— Номи, дорогая, не бойся. Я на тебя не сержусь.
Неверные слова, и я это знаю, и Номи знает, и она хватает тебя за плечи, а у меня скользкие полы из твердых пород дерева. Блестящие. Ты закручиваешься, словно спагетти, и она тебя толкает, твоя нога соскальзывает (носки!), а я промедлил. Я опоздал. Ты падаешь с лестницы, Суриката кричит, а я замираю внутри, замираю снаружи. Я представляю себе отчет полиции, который скоро наверняка появится.
Орудие убийства: носки.
Нет. Убийства нет, а ты есть. И ты не мертва. Время тянется медленно и быстро, быстро и медленно, и Номи все еще кричит — ну конечно, она кричит. Она как-то пришла из школы и обнаружила на полу мертвого отца, а теперь ее мать лежит неподвижно (Ты мертва? Ты не можешь умереть!), и Номи кричит: «Мамочка!» — для ребенка ненормально видеть даже одного застывшего на полу родителя, не говоря уже о двух. Твое тело лежит на полу моего подвала — нет, ты не тело, ты женщина, моя женщина, и я не смог тебя уберечь, и мое сердце горит, ты любовь всей моей жизни, ты любовь нашей жизни, а Номи цепляется за перила. Она спускается по лестнице, и каждая ступенька километровой ширины, и почему так много ступенек?
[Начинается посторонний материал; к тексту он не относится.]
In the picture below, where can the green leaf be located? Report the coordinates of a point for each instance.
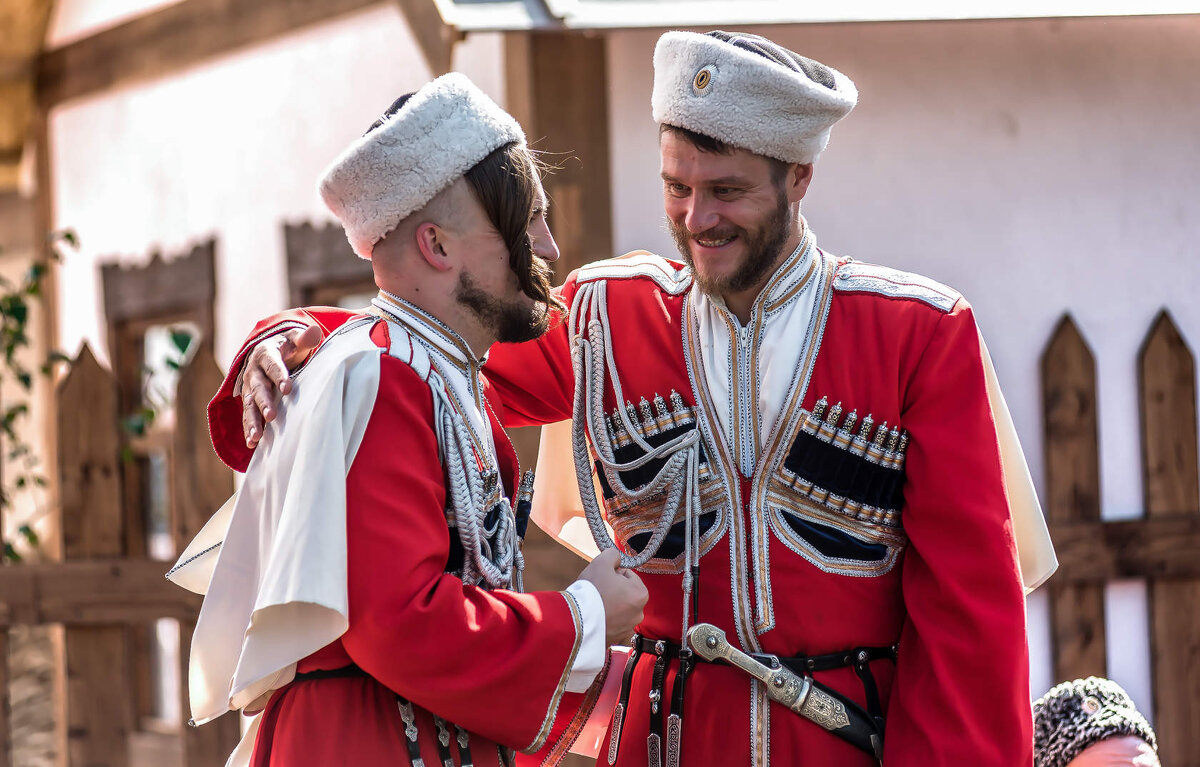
(135, 425)
(180, 339)
(29, 534)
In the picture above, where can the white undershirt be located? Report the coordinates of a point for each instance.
(750, 370)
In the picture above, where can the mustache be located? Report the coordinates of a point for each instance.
(535, 277)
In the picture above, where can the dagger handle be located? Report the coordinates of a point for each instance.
(783, 685)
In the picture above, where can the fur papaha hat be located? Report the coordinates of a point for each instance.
(1075, 714)
(749, 93)
(441, 132)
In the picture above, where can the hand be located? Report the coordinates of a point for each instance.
(623, 594)
(264, 376)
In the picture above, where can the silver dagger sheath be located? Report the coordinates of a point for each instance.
(798, 693)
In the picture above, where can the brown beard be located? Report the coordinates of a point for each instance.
(513, 322)
(765, 247)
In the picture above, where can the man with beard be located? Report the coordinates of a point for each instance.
(805, 456)
(366, 591)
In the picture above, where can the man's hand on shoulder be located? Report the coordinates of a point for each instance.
(265, 376)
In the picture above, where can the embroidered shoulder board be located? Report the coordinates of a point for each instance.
(669, 275)
(859, 277)
(412, 354)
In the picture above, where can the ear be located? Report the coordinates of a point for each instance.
(797, 183)
(431, 244)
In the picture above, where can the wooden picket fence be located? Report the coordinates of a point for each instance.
(100, 592)
(1163, 546)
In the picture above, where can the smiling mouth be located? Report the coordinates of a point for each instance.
(708, 243)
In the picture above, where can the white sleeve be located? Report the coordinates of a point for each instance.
(593, 648)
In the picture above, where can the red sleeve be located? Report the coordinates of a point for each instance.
(961, 693)
(496, 661)
(225, 409)
(534, 379)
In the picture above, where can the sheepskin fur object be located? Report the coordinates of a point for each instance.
(1075, 714)
(443, 131)
(749, 93)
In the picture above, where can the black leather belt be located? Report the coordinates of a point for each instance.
(408, 715)
(331, 673)
(865, 723)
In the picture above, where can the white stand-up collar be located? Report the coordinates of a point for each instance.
(455, 360)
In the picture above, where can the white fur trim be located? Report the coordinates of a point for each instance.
(443, 131)
(745, 100)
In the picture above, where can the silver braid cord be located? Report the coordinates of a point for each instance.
(592, 357)
(467, 499)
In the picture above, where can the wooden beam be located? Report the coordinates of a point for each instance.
(178, 36)
(1167, 546)
(93, 592)
(1073, 483)
(1168, 389)
(99, 712)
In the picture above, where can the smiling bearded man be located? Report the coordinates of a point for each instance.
(807, 457)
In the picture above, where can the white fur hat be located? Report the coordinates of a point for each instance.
(749, 93)
(441, 132)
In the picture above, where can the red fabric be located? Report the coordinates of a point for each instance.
(225, 409)
(491, 661)
(959, 693)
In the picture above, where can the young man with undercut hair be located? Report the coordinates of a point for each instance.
(807, 457)
(364, 594)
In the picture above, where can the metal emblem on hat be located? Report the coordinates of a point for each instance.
(703, 81)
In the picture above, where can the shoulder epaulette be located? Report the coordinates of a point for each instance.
(859, 277)
(669, 275)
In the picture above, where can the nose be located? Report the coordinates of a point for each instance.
(543, 241)
(699, 215)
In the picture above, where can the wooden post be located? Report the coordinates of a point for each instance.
(199, 484)
(97, 712)
(1073, 468)
(1171, 486)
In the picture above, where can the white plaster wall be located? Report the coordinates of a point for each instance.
(73, 19)
(1039, 167)
(232, 148)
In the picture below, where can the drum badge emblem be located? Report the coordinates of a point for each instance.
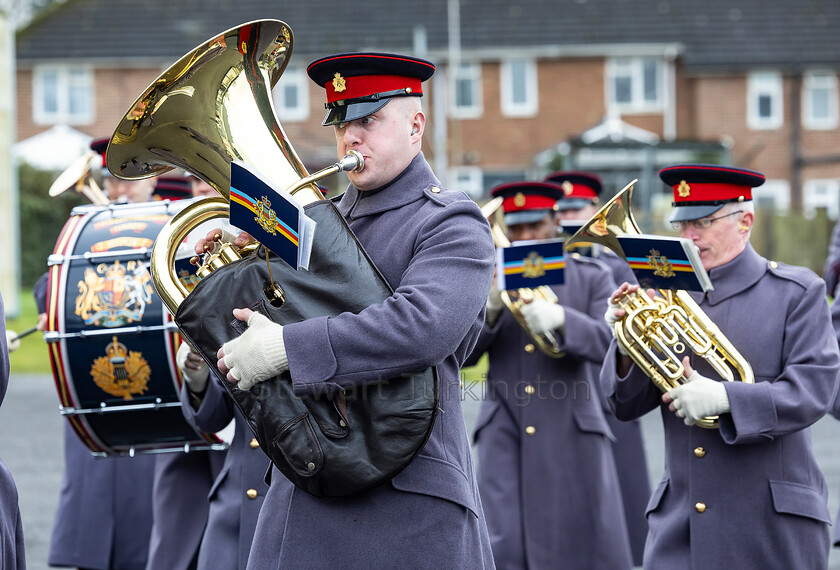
(114, 295)
(121, 372)
(661, 266)
(266, 217)
(533, 265)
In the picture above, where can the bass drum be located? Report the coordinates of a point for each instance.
(112, 343)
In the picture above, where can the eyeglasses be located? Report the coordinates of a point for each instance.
(702, 223)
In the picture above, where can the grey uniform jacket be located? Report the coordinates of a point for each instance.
(12, 555)
(239, 489)
(546, 470)
(750, 494)
(434, 248)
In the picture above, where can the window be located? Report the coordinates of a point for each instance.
(519, 88)
(291, 96)
(764, 100)
(634, 84)
(468, 179)
(466, 92)
(63, 95)
(819, 100)
(821, 194)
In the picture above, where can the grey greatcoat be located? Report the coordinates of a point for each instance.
(547, 476)
(239, 489)
(433, 246)
(181, 485)
(12, 554)
(750, 494)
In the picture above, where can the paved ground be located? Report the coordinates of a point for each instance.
(31, 445)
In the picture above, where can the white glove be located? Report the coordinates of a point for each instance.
(611, 319)
(543, 316)
(698, 398)
(257, 354)
(494, 304)
(195, 371)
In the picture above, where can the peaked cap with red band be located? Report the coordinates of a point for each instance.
(527, 202)
(359, 84)
(579, 188)
(700, 190)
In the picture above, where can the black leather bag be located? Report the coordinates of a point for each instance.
(334, 444)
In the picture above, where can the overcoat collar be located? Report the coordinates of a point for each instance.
(736, 276)
(407, 187)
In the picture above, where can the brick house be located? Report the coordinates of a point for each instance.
(522, 85)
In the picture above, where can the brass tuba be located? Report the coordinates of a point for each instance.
(514, 299)
(656, 332)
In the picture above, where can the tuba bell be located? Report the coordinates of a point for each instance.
(656, 332)
(208, 109)
(515, 299)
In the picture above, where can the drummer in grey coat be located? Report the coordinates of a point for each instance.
(433, 247)
(581, 197)
(239, 490)
(12, 553)
(547, 476)
(751, 493)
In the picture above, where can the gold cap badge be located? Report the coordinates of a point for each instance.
(339, 83)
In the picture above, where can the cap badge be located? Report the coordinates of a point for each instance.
(339, 84)
(567, 188)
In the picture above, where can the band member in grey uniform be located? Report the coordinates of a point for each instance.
(434, 248)
(581, 200)
(12, 553)
(751, 493)
(546, 472)
(104, 515)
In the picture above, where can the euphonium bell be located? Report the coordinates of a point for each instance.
(514, 299)
(656, 332)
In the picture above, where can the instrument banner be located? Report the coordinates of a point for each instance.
(662, 262)
(530, 264)
(270, 215)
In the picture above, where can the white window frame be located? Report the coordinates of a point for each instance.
(67, 77)
(468, 179)
(820, 80)
(467, 71)
(633, 67)
(528, 107)
(761, 84)
(821, 193)
(776, 191)
(292, 78)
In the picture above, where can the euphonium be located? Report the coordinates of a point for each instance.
(656, 332)
(514, 299)
(212, 107)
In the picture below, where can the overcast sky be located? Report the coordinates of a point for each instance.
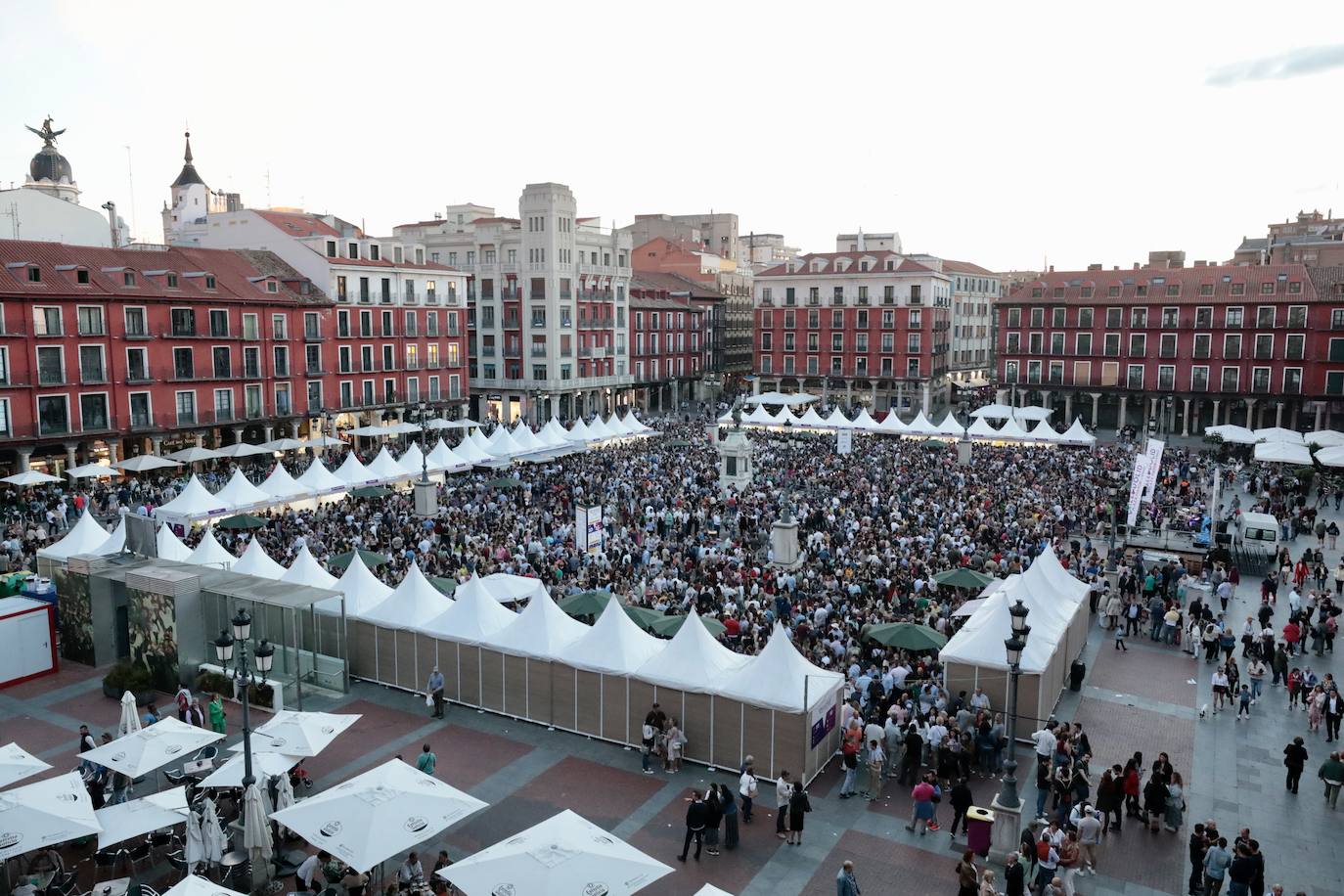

Номи останавливается на предпоследней ступеньке.
— Она не шевелится.
Я не хочу вырывать сердце из груди Номи — она этого не вынесет; но и свое не хочу вырывать — я тоже не вынесу, не смогу.
Она делает шаг и стоит над тобой. Боится дотронуться до тебя. Боится нащупать пульс.
— О боже, — говорит она и плачет, и я узнаю эти рыдания.
Она думает, что убила тебя. Думает, что скоро боль убьет ее саму, что мир любит ее меньше, чем сорок секунд назад.
Я склоняюсь над твоим телом и щупаю запястье. Твое сердце бьется.
— Номи, — говорю я, — она жива. — Делаю глубокий вдох, вдох-главного-героя-в-конце-книги-написанной-автором-перед-смертью. — Я звоню в «девять-один-один».
Номи кивает. Она не может говорить. Пока. Она снова Суриката, дрожащая и напуганная. Оператор отвечает на мой вызов и спрашивает, что случилось, и Номи кричит: «Кажется, она больше не дышит!» Оператор отправляет к нам «Скорую помощь». Тебя спасут, Мэри Кей. Врачи обязаны тебя спасти. Не ради тебя самой, не ради меня, а ради Номи.
Она винит себя, и ты должна выжить, чтобы, очнувшись, успокоить ее. Ты пытаешься любить. Стараешься быть хорошей. Но упрямо отказываешься снимать носки, и Айвен прав: мы трое заслуживаем лучшего. Твои губы шевелятся, и отчаяние Номи обращается в надежду; она проверяет пульс на твоем запястье и глядит на меня.
— Она жива.
Я остаюсь на линии (я взрослый) и даю свой адрес (наш адрес), выполняю указания (не перемещайте ее) и говорю твоей дочери правильные слова («Все хорошо, Номи, она поправится»), держу тебя за руку и шепчу тебе нужные слова. Ты затерялась в море («Смотри, как мимо плывут лодки»), и мой голос — твой маяк. Однако я не могу произнести все, что хочу, и не могу уделить тебе все свое внимание. Твоя Суриката слишком близко.